SS: I’m sort of giving away a secret of the backup, but if the feature takes place after Two-Face’s attack on Gotham, the backups take place right before, so they’re all one story even though you can read them separately. They investigate the secret history of the Robins, which deals with color wheel—the “Cursed Wheel” as Alfred calls it—that helps everyone who trains with Batman figure out what kind of hero they’re going to be and what their mission in Gotham will be.
Pencils and Inks: Declan Shalvey
N: Batman’s Power Point.
N: Even in the backups, you’ve got some shocker character moments, things from classic characters we wouldn’t expect. Is “The Cursed Wheel” going to be anchored, especially with this history of Robin, by shocking twists or is it a straightforward push through the events leading up to where we’re going in the main story?

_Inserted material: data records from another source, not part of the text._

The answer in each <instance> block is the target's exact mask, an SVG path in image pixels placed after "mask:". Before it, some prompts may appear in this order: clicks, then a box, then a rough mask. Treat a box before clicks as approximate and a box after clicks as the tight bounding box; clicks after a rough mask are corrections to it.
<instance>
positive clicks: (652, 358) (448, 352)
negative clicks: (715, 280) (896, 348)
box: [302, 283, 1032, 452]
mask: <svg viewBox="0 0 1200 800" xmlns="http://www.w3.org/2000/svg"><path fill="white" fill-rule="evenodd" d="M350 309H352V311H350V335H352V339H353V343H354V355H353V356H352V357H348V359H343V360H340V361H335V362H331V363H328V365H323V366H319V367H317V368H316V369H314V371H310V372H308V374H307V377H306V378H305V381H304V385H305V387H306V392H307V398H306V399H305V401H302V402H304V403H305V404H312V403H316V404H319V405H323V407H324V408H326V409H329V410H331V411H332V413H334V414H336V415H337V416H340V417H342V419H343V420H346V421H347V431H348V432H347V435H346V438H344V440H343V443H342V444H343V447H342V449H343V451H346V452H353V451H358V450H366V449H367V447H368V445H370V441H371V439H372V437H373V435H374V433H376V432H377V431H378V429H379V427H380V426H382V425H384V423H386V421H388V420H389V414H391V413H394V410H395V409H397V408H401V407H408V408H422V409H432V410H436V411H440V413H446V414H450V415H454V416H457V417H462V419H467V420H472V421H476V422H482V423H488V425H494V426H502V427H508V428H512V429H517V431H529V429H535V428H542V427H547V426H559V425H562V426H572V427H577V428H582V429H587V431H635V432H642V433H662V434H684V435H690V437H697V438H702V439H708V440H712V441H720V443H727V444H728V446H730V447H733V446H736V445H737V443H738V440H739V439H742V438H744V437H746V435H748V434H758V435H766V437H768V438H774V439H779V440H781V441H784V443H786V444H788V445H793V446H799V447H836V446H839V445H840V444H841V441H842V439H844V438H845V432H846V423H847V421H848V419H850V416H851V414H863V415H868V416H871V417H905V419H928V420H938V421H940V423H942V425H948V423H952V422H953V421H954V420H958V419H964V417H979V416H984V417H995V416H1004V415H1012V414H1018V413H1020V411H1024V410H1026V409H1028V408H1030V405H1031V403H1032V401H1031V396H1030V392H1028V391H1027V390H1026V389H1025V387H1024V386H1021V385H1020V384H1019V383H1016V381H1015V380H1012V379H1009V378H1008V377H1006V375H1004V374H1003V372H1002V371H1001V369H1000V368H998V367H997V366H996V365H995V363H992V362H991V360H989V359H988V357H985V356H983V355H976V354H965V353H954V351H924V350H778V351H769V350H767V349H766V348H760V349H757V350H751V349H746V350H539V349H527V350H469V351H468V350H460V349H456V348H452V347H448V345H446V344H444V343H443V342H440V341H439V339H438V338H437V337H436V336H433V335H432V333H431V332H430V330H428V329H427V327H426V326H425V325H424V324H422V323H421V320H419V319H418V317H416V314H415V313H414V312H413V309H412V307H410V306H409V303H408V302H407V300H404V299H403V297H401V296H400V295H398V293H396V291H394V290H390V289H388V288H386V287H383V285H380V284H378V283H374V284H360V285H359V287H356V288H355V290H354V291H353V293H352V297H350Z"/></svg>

SS: It’s both. It’s a standalone that’s openly very dark, and each section throughout the year of All-Star is going to move through a different color, and each villain corresponds to a different color, so there’s a strange, large design to it. Two-Face is black, and he’s saying our character is black, our motivations are black, we’re dark in terms of our personal demons. We’re shadowy. The second one is white, and it’s about endurance and Mr. Freeze. The backup to the second one is Francesco Francavilla. Jock is doing the art on the feature.
SS: The third one is green with Poison Ivy, so he’s moving through these components of psychological training that Batman is subjecting him to. It has a large scope, but at the same time it’ll be a meaty detective story in and of itself.
N: This idea of “stilling” you’ve got in the first backup issue is horrific, by the way. Where a killer makes two cuts so close to each other on the body that you can’t staunch the bleeding on one without making the other bleed. That’s Jigsaw level there.
SS: Thanks! I made that up while I was at my kid’s hockey game, which I felt so terrible about. I was watching my 9 year old play hockey, and I thought, “What is the most gruesome thing I can do in the backup? Yay, son! Goal! Oh, wait. Stilling!” You have to accept yourself as a Two-Face character as a writer where you have thoughts that are so unbelievably gruesome while you’re doing totally innocent things.
All-Star Batman hits comic book stores August 10.